Thanks for your patience. The first thing that sprang to mind reading your question was actually a condition called narcolepsy - you've probably heard of this in people where there is a sudden and unexpected need for the patient to go to sleep and they often recover within a few minutes. If a horses collapses and lies down to go to sleep, this suggests narcolpesy rather than a seizure or cardiac problem. Narcolepsy is the classic cause of a horse flopping to the floor, as opposed to a fit or seizure. With a fit, the affected animal is likely to be stiff and rigid with involuntary twitches and paddling of the limbs.
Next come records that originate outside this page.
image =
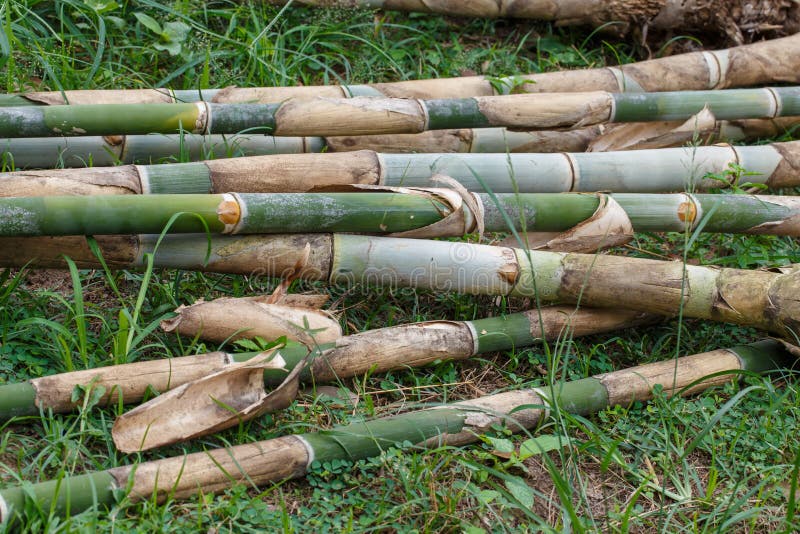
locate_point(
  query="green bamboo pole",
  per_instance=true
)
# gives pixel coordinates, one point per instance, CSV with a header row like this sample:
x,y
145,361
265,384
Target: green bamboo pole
x,y
94,151
674,169
454,424
377,115
733,19
425,212
762,299
762,63
375,351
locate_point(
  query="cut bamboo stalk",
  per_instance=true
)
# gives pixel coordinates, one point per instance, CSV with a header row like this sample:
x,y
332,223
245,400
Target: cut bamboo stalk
x,y
762,63
377,115
455,424
52,152
258,316
410,212
766,300
673,169
411,345
736,20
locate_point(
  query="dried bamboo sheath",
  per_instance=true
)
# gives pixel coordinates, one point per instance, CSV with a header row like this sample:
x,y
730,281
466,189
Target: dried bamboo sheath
x,y
766,300
675,169
52,152
762,63
410,212
454,424
376,115
374,351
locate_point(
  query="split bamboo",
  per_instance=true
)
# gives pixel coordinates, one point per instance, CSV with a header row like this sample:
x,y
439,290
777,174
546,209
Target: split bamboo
x,y
672,169
762,63
411,345
736,20
455,424
763,299
408,212
323,116
94,151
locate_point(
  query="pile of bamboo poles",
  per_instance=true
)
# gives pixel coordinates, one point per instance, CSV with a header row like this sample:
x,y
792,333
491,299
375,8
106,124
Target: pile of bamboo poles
x,y
555,160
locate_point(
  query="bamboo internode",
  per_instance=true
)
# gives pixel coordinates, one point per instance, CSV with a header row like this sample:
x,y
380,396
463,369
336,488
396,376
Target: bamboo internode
x,y
763,63
379,116
453,424
766,300
97,151
409,212
674,169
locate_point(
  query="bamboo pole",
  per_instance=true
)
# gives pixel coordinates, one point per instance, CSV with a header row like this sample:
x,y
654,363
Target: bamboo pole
x,y
766,300
410,212
734,19
95,151
674,169
377,115
455,424
411,345
762,63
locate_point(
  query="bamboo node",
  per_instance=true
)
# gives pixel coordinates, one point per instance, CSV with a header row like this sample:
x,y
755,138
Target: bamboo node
x,y
229,212
687,212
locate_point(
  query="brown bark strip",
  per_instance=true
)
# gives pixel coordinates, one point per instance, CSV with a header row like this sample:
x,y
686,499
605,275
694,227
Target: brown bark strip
x,y
394,347
207,405
284,173
596,280
122,180
637,383
213,471
128,382
352,116
569,110
608,227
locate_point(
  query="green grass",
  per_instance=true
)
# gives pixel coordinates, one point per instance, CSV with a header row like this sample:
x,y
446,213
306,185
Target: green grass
x,y
723,461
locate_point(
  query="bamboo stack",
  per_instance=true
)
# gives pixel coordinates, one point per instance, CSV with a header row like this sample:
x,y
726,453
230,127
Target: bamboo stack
x,y
410,212
454,424
386,116
762,63
676,169
251,215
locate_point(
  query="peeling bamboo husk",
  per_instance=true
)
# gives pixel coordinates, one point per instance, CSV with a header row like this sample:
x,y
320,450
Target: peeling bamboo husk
x,y
240,393
380,116
735,20
229,319
96,151
673,169
410,345
455,424
762,63
766,300
54,152
403,212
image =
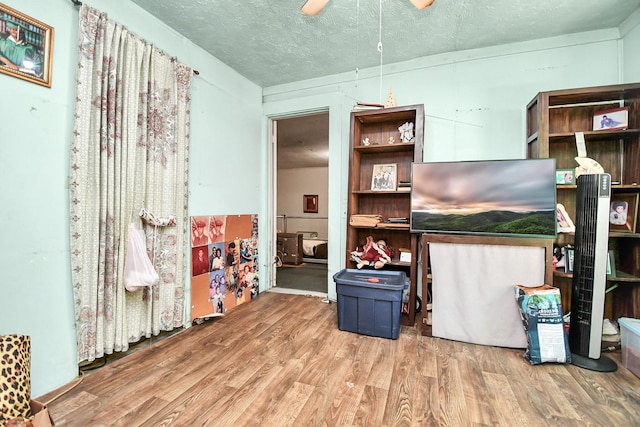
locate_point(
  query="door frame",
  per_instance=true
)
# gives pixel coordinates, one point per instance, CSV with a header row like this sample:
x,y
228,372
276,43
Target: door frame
x,y
277,110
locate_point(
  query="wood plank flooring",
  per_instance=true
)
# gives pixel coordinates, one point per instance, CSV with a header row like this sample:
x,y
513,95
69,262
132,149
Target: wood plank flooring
x,y
280,360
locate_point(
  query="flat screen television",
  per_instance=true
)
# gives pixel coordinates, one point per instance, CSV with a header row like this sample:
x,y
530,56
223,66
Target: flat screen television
x,y
514,198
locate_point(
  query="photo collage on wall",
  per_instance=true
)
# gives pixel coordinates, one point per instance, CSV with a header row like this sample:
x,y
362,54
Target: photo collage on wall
x,y
224,263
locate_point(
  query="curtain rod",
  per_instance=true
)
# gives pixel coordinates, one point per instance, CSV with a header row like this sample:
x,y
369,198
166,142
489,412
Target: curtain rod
x,y
78,3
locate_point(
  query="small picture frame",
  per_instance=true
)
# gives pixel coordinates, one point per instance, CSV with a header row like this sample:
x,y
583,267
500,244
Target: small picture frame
x,y
623,212
611,265
613,119
384,177
26,47
565,177
310,203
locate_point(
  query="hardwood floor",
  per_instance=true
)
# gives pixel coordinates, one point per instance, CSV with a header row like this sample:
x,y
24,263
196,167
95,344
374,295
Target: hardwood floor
x,y
280,360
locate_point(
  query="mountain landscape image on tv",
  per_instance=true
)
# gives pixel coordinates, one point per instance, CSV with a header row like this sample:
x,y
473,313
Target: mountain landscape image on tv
x,y
498,197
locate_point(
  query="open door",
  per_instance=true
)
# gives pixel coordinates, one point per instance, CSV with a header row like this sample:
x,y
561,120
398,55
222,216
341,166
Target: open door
x,y
300,146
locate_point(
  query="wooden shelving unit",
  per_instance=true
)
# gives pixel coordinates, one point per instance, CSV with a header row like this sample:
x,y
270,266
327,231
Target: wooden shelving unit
x,y
553,118
379,126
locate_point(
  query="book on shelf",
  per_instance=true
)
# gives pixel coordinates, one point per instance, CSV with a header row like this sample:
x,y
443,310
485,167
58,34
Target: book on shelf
x,y
365,220
397,219
393,225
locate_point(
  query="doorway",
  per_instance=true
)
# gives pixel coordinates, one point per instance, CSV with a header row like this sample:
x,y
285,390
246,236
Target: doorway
x,y
302,166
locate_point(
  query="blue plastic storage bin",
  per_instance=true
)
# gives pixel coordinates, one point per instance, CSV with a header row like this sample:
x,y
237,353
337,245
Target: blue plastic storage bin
x,y
370,301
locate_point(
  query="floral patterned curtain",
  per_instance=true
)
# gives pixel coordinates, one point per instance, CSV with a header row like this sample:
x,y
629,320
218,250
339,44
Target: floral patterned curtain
x,y
129,152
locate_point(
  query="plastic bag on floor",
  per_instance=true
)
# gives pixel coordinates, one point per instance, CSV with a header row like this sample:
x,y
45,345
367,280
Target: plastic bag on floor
x,y
138,270
541,313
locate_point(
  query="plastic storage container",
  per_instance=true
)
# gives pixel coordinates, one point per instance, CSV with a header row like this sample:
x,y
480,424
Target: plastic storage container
x,y
370,301
630,341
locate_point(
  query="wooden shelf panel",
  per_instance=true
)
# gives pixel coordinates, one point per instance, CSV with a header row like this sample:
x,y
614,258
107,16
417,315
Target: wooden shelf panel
x,y
382,193
553,118
385,148
614,187
594,135
620,277
379,127
400,227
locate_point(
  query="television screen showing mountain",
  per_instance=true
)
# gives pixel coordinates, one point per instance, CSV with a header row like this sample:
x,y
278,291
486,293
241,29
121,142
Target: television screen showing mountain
x,y
498,197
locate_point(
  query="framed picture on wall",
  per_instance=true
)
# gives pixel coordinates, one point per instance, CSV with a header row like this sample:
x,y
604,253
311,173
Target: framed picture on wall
x,y
310,203
26,47
384,177
614,119
565,177
623,212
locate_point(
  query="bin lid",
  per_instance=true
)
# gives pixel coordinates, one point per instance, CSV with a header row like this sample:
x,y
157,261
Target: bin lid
x,y
631,324
382,279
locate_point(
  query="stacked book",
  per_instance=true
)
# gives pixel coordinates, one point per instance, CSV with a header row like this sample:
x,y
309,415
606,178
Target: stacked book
x,y
363,106
364,220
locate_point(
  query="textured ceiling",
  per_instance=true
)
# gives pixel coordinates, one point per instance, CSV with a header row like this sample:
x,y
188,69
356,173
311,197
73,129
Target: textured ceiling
x,y
271,42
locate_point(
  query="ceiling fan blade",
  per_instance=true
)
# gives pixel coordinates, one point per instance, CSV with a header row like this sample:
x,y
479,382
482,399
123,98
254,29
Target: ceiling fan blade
x,y
313,7
421,4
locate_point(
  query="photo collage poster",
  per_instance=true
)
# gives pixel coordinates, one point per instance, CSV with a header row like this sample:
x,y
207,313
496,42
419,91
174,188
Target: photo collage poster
x,y
224,263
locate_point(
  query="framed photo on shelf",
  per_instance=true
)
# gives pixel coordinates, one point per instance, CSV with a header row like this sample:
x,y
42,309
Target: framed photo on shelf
x,y
26,47
614,119
611,265
384,177
623,212
565,177
310,203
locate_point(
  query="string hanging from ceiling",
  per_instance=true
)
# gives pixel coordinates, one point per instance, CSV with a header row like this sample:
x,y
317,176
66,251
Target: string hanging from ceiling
x,y
380,50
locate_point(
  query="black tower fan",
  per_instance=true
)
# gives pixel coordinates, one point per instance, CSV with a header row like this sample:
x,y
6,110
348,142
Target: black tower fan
x,y
590,273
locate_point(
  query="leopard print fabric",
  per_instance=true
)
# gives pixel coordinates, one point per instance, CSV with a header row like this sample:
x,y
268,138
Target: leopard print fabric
x,y
15,378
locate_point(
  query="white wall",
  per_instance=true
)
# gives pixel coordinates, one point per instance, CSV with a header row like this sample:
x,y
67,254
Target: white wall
x,y
226,163
475,103
293,184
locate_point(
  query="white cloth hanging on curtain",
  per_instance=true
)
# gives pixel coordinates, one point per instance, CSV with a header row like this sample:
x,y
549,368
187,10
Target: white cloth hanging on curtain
x,y
138,270
130,144
473,291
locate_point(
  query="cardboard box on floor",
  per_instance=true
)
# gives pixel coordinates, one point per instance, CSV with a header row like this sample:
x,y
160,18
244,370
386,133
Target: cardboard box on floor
x,y
42,417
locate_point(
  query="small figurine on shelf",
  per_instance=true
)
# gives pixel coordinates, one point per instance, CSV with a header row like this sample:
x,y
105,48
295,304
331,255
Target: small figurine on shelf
x,y
372,254
406,132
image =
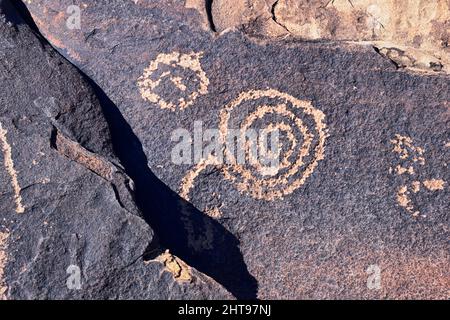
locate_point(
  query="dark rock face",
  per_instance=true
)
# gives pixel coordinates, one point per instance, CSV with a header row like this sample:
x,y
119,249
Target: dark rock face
x,y
361,195
67,207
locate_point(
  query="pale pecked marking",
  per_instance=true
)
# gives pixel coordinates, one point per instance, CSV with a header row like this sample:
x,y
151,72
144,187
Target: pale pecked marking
x,y
9,165
3,288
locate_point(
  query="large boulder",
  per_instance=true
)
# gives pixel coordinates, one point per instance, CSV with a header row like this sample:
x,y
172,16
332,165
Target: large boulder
x,y
69,226
357,208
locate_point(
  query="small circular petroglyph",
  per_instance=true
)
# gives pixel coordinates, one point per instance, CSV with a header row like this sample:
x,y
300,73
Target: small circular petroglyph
x,y
174,80
302,147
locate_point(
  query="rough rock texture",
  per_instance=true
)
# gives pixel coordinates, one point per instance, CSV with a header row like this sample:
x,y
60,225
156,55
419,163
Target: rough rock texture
x,y
364,184
66,204
414,33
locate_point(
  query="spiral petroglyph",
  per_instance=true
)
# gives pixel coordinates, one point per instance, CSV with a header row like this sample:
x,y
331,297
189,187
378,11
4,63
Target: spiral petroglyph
x,y
174,80
301,148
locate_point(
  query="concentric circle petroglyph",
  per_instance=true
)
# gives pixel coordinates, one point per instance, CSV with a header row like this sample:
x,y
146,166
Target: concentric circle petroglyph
x,y
174,80
304,130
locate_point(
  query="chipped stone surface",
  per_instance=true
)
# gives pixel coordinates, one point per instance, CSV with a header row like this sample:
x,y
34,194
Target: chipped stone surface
x,y
316,240
414,33
58,169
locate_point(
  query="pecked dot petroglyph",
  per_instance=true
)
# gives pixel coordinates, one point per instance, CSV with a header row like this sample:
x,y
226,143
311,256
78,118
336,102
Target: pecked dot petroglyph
x,y
174,80
178,268
9,165
412,159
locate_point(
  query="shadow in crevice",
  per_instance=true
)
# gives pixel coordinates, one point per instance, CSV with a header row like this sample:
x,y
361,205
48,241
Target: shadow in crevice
x,y
208,8
170,216
166,212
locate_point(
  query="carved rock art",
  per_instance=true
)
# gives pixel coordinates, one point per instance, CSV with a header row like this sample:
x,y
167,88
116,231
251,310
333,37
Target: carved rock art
x,y
3,239
412,158
296,119
9,165
174,74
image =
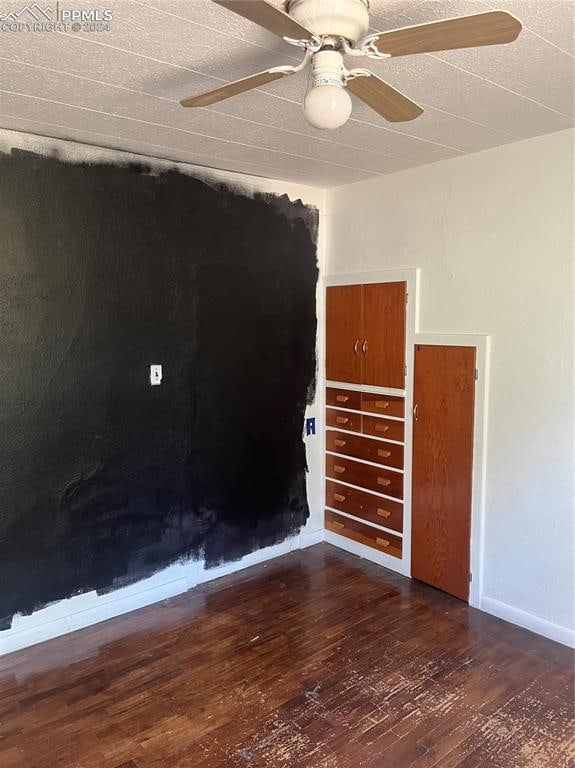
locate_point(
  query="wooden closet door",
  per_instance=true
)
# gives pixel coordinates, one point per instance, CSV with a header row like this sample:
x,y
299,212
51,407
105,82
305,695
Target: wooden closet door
x,y
444,397
343,333
384,316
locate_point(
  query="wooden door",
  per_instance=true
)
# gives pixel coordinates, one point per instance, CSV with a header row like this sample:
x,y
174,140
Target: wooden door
x,y
444,398
384,316
343,333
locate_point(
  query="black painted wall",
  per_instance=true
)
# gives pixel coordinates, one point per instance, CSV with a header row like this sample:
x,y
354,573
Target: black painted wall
x,y
105,269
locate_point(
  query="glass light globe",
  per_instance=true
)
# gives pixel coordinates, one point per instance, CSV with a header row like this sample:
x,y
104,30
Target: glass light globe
x,y
327,106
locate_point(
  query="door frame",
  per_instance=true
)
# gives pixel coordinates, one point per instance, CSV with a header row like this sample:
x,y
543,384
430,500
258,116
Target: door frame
x,y
482,346
410,276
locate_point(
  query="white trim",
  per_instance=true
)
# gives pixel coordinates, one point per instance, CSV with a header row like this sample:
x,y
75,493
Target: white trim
x,y
395,564
362,434
411,277
363,413
84,610
529,621
481,344
369,388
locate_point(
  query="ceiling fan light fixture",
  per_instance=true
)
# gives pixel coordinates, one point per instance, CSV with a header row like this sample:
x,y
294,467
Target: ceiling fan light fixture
x,y
327,104
327,107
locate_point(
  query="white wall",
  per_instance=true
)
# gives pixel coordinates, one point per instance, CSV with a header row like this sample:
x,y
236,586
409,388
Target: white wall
x,y
90,608
493,236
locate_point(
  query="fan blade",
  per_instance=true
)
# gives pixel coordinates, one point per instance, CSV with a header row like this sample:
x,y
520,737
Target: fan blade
x,y
491,28
231,89
268,16
385,100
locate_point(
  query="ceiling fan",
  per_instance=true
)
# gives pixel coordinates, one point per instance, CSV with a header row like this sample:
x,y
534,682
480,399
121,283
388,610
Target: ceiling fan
x,y
328,30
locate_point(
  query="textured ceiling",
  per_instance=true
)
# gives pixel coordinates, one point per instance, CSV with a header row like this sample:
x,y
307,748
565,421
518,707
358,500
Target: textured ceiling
x,y
120,88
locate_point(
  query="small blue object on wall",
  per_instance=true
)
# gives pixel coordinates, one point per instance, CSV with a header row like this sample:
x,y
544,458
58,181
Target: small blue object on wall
x,y
310,426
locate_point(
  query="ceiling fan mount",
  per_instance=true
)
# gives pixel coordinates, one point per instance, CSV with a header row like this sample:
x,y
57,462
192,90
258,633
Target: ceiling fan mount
x,y
328,30
347,19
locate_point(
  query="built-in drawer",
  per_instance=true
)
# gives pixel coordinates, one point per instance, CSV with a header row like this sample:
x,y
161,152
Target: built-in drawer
x,y
392,430
343,420
364,475
386,405
372,508
377,451
363,534
343,398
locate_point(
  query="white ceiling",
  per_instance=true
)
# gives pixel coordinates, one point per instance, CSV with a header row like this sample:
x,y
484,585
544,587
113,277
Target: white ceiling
x,y
121,89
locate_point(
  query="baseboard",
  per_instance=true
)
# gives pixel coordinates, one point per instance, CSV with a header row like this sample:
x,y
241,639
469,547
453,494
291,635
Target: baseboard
x,y
529,621
367,553
311,539
85,610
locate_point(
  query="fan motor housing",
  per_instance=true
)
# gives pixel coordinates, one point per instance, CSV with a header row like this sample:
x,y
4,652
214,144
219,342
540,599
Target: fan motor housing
x,y
333,18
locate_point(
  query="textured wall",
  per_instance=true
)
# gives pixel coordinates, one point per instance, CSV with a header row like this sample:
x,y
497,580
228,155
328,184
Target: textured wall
x,y
105,269
493,236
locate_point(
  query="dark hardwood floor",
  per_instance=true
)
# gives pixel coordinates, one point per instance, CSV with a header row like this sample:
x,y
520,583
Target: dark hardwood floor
x,y
317,659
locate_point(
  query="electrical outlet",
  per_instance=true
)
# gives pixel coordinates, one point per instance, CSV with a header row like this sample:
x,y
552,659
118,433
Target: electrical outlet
x,y
155,375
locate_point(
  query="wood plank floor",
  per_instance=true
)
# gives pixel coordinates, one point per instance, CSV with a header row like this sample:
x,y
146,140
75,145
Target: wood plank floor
x,y
315,660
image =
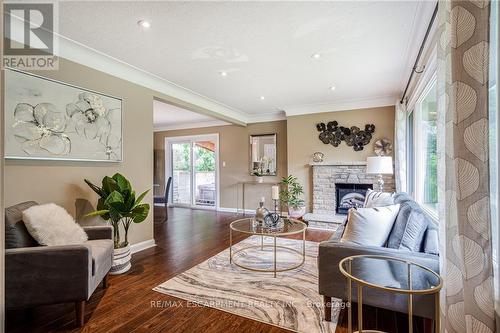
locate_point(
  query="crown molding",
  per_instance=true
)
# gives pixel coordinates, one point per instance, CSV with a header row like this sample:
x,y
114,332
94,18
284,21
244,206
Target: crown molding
x,y
80,53
342,105
265,117
200,124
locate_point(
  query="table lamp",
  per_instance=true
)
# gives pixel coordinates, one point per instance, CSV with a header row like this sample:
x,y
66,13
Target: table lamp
x,y
379,165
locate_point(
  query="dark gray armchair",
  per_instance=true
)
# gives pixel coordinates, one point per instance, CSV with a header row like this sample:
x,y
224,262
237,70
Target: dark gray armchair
x,y
37,275
333,284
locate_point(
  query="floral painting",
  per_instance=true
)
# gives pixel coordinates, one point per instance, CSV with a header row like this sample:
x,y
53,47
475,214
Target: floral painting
x,y
47,119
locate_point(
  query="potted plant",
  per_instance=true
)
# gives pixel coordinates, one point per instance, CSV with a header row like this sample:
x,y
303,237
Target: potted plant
x,y
258,175
291,195
118,204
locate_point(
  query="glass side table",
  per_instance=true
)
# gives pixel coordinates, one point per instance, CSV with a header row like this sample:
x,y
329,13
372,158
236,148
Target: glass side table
x,y
414,280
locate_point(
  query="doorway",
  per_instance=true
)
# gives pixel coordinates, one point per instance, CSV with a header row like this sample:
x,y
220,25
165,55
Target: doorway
x,y
193,164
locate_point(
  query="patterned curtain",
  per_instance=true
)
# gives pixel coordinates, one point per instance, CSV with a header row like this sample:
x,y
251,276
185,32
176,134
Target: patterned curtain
x,y
400,147
466,254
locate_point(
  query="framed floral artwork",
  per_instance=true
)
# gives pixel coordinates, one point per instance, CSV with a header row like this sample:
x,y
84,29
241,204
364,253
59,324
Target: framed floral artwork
x,y
52,120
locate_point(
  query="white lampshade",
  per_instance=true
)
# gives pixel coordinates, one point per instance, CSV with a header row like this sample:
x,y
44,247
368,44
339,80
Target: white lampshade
x,y
379,165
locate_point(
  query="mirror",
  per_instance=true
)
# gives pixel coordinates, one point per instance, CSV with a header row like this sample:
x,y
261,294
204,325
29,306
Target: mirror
x,y
263,155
It seems to be more common in Shetland and miniature foals (called the fainting disease) and Welsh ponies, as well as the Thoroughbred, Quarter Horse, Morgan, Appaloosa, and Standardbreds - which as a dressage horse she may have some of these breed components?
With narcolepsy, the horse will often quickly lie down or even collapse, or sometimes excessive drowsiness and head droop. Horses may buckle at the fetlock and knees and stumble. Sometimes they will sink to the ground, but others will appear to wake up and regain their feet. They may have difficulty moving and are hard to lead because they are unco-ordinated, as if they are sleepwalking.
These episodes can occur rarely or frequently; indeed, with some horses they are seen several times a day and the horse often seems to need to lie still and sleep before they can get up again. Episodes may last from a few seconds to about 10minutes and a lot of horses that have it generally have episodes of narcolepsy following routine daily events, such as grooming, tacking up or even exercise - which could be the specific trigger with your horse - the lunging. It is rare for it to happen while a horse is being ridden, but the risk is there and I would not want to ride a known narcoleptic.
The prognosis for narcolepsy varies. Horses which develop the disease as adults are likely to continue having collapsing episodes. There are medical treatment options, but any medication is a double-edged sword that may have damaging side effects as well as possible benefits and I'm not sure what these options are in the US. I would get your vet to come and look at her first of all, check her heart and circulation, and also coordination when moving etc. You then might hopefully be able to induce an episode for your vet to see by doing some lunging with her. Checking blood levels for chemistry and also red cell numbers should help to rule out other possible causes too.
If this is narcolepsy, it may be that it can be managed by taking away the trigger, so actually never lunging - but there is still a risk of accidents if she does it whilst being ridden or even collapses in the stable or while you are leading her.
I hope this helps,
Relist: Other.I know my horse does not have narcolepsi. There would be more clinical signs other than wanting to nap in the sand on the lunge periodically. But that would be the answer a vet would go to obviously.I was hoping for a horse training type answer.